Brigitte Macron, Michelle Obama ou Jacinda Ardern... Ces femmes de pouvoir ont en commun d'avoir été victimes dans leur pays de fausses informations au sujet de leur identité de genre ou leur sexualité, visant à les moquer, voire les humilier.
La Première ministre néo-zélandaise Jacinda Ardern et l'ex-Première dame américaine Michelle Obama avaient elles aussi été ciblées par des rumeurs prétendant qu'elles étaient nées assignées homme, en 2017 et 2018.
Ces rumeurs se répandent comme une traînée de poudre sur internet.
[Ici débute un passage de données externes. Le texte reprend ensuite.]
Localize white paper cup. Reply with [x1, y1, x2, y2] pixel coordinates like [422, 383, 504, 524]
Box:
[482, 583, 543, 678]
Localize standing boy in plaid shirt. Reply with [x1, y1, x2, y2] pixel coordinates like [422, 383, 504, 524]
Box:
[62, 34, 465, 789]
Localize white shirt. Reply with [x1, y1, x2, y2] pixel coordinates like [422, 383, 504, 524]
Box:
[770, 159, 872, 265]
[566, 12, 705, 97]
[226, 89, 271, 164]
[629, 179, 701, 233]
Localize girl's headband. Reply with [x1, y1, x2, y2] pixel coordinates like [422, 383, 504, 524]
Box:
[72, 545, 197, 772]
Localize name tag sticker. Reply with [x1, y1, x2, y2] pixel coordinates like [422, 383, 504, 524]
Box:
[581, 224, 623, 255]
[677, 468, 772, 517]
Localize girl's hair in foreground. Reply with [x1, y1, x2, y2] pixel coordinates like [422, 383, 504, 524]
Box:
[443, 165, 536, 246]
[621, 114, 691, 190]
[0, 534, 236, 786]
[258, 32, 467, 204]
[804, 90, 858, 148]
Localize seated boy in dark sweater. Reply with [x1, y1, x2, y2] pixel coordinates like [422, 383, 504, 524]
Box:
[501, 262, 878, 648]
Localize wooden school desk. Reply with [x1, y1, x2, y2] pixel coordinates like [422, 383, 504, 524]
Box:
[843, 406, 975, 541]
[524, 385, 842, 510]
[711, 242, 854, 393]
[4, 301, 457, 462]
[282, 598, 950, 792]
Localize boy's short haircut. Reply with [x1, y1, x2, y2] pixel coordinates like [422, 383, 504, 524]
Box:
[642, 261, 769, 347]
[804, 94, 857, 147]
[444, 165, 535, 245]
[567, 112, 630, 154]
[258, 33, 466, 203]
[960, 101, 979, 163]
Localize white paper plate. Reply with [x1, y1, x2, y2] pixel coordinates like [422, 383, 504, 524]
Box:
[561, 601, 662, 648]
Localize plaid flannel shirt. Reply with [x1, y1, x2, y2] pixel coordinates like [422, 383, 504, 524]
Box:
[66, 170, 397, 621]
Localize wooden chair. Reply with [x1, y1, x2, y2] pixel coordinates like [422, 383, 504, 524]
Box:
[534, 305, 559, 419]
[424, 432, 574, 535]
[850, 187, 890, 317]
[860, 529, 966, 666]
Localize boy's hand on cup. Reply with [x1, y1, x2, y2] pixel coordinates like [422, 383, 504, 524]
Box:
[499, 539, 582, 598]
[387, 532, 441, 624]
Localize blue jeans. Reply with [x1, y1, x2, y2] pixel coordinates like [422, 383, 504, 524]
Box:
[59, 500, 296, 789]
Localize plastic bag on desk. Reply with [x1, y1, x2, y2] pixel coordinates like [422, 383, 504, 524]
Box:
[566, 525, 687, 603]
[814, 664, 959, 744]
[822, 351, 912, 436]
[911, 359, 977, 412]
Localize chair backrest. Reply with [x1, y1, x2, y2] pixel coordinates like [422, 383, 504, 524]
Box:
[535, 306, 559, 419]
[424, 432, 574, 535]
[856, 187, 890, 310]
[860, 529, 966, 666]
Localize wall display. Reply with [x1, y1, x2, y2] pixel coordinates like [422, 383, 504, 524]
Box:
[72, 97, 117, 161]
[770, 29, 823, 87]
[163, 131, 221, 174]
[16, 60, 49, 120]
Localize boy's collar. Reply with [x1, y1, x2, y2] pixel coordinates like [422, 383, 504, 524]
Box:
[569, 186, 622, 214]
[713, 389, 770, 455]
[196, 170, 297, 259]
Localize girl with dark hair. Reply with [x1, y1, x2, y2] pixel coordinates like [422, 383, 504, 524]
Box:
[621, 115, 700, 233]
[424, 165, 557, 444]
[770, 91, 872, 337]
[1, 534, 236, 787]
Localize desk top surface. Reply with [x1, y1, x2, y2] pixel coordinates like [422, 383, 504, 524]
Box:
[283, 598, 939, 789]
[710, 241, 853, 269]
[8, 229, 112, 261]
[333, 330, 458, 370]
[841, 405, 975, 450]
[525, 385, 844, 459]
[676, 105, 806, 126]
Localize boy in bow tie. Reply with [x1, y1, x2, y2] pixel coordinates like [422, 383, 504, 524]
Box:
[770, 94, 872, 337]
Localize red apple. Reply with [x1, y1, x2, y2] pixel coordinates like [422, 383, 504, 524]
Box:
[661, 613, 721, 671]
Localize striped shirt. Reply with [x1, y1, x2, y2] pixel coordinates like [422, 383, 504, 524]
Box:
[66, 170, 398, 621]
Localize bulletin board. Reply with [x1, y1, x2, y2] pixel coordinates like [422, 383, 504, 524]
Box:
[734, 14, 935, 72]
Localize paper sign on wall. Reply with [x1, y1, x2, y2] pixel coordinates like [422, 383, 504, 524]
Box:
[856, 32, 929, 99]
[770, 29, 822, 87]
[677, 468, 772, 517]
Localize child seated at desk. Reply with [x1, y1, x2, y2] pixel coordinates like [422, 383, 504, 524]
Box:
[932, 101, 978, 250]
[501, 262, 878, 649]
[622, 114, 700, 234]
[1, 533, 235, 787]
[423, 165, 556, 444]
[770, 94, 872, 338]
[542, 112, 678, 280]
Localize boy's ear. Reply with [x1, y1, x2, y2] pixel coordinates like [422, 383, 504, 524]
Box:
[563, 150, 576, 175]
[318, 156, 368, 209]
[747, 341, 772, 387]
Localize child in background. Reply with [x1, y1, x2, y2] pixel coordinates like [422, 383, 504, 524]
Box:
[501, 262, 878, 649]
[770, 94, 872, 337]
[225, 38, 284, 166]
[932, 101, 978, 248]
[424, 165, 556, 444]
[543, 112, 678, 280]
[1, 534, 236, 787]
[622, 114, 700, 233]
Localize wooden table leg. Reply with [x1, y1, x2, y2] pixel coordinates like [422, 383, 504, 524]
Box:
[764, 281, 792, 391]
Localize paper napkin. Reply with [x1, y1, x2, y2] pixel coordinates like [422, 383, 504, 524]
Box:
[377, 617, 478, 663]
Et peu importe que personne ou presque ne croit que Brigitte Macron soit une femme transgenre, elles ouvrent la porte aux insultes, aux dénigrements voire au cyberharcèlement.
A l'image de ces assauts répétés subis par ces femmes puissantes, cette "désinformation genrée" touche en réalité une population plus large composée de femmes, de minorités sexuelles ou de genre engagées dans la vie publique à différentes échelles de responsabilités.
Ces contenus les prenant pour cible visent à "les réduire au silence et les évincer de la sphère politique", selon Lucina Di Meco, militante féministe et cofondatrice de #ShePersisted, une initiative mondiale pour lutter contre cette désinformation.
Ces rumeurs ont un "impact dans la vie réelle", souligne Marylie Breuil, membre du collectif féministe français Nous Toutes, engagé notamment contre les violences sexistes, sexuelles ou économiques.
A cause d'elles, "la personne qui s'expose publiquement peut voir sa carrière être totalement défaite", un phénomène souvent accompagné par un harcèlement en ligne voire hors ligne.
En 2013, une rumeur selon laquelle elle avait dansé en sous-vêtements à la télévision a valu à Laura Boldrini, ex-présidente de la Chambre des députés italienne, des milliers d'insultes sexistes, des menaces de viol et des montages pornographiques.
Intidhar Ahmed Jassim, candidate aux élections parlementaires en Irak début 2018, dut renoncer à se présenter, harcelée par des internautes qui ont prétendu la reconnaître dans une sextape.
En empêchant ou en décourageant ces femmes de participer à la vie publique, la désinformation genrée contribue à "l'érosion des institutions démocratiques", considère Lucina di Meco, de #ShePersisted.
En véhiculant des stéréotypes, cette forme de désinformation "dit des choses de ce qui est perçu comme non-conforme par rapport à un modèle hétéronormatif classique", analyse Réjane Sénac, directrice de recherche CNRS à l'Institut d'études politiques de Paris.
Dans le cas des rumeurs sur Brigitte Macron, la transidentité est utilisée comme un "véhicule" pour "fracturer la réputation de quelqu'un qui a une position de pouvoir dans la hiérarchie sociale", ici Emmanuel Macron, selon Maud-Yeuse Thomas, anthropologue et cofondatrice de l'Observatoire des transidentités.
Faire courir ces rumeurs sur une transidentité ou une homosexualité supposées renforce la stigmatisation des personnes LGBTI+.
En accusant Mme Macron d'une "masculinité cachée", ceux qui propagent cette rumeur utilisent la transidentité qu'ils considèrent comme une humiliation, analyse Marie-Joseph Bertini, professeure en sciences de l'information et la communication à l'Université Nice Sophia Antipolis
Mais ils en profitent aussi pour réactiver un soupçon que sa relation avec M. Macron "cache forcément" une homosexualité qui rappellerait la rumeur ayant circulé à ce sujet pendant la campagne présidentielle de 2017.
Au-delà des personnes influentes qu'elles visent, ces campagnes de désinformation contribuent très probablement "à l'augmentation, ces dernières années, des crimes haineux signalés contre les personnes LGBTI+ en Europe", alertait en juillet le Parlement européen.